Mr. Lubonek got grumpier by the day. He yelled at kids who made too much noise and customers who threw their napkins and wrappers on his lawn. The place was so hectic he couldn’t work on his cars anymore.
“Oh dear,” sighed Mrs. Lubonek. “It appears as though he’s getting dusty.”
“Why did you marry him?” I asked. “You two are nothing alike.” Normally I wouldn’t say something so personal but the harried business had worn me thin.

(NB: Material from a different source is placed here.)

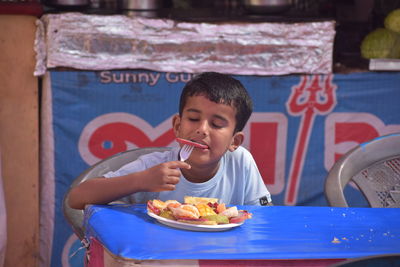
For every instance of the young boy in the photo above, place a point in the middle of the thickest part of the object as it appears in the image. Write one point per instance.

Mrs. Lubonek laughed. “We’ve been together a long time, dearie! And love isn’t about being like someone. It’s about understanding them. It’s like baking—the work you put into it, the patience you must have, and how sometimes things just don’t turn out the way you want, but you keeping trying anyway because you know some things are sweet enough to be worth the trouble. You can follow a recipe to the letter but in the end you could get something you never expected.” She pinched my cheek and although her smile was distant there was that spark in her wrinkled eyes, the spark that knew something I didn’t.
The small bakery only got busier. I usually stumbled home at about eleven each night and worked weekends, but Mrs. Lubonek refused to hire anyone else and even declined offers from investors to build an actual store rather than run the business from her living room. The Luboneks’ house was always packed with people, and instead of our usual Butter Cream for Bad Dreams and Cheer Me Up Cheesecake, people wanted things like Pass a Test Torte and Make Me Beautiful Brownies and Slim Me Down Strudels. Pretty soon, we had huge crowds but not a single person was coming for the pastries.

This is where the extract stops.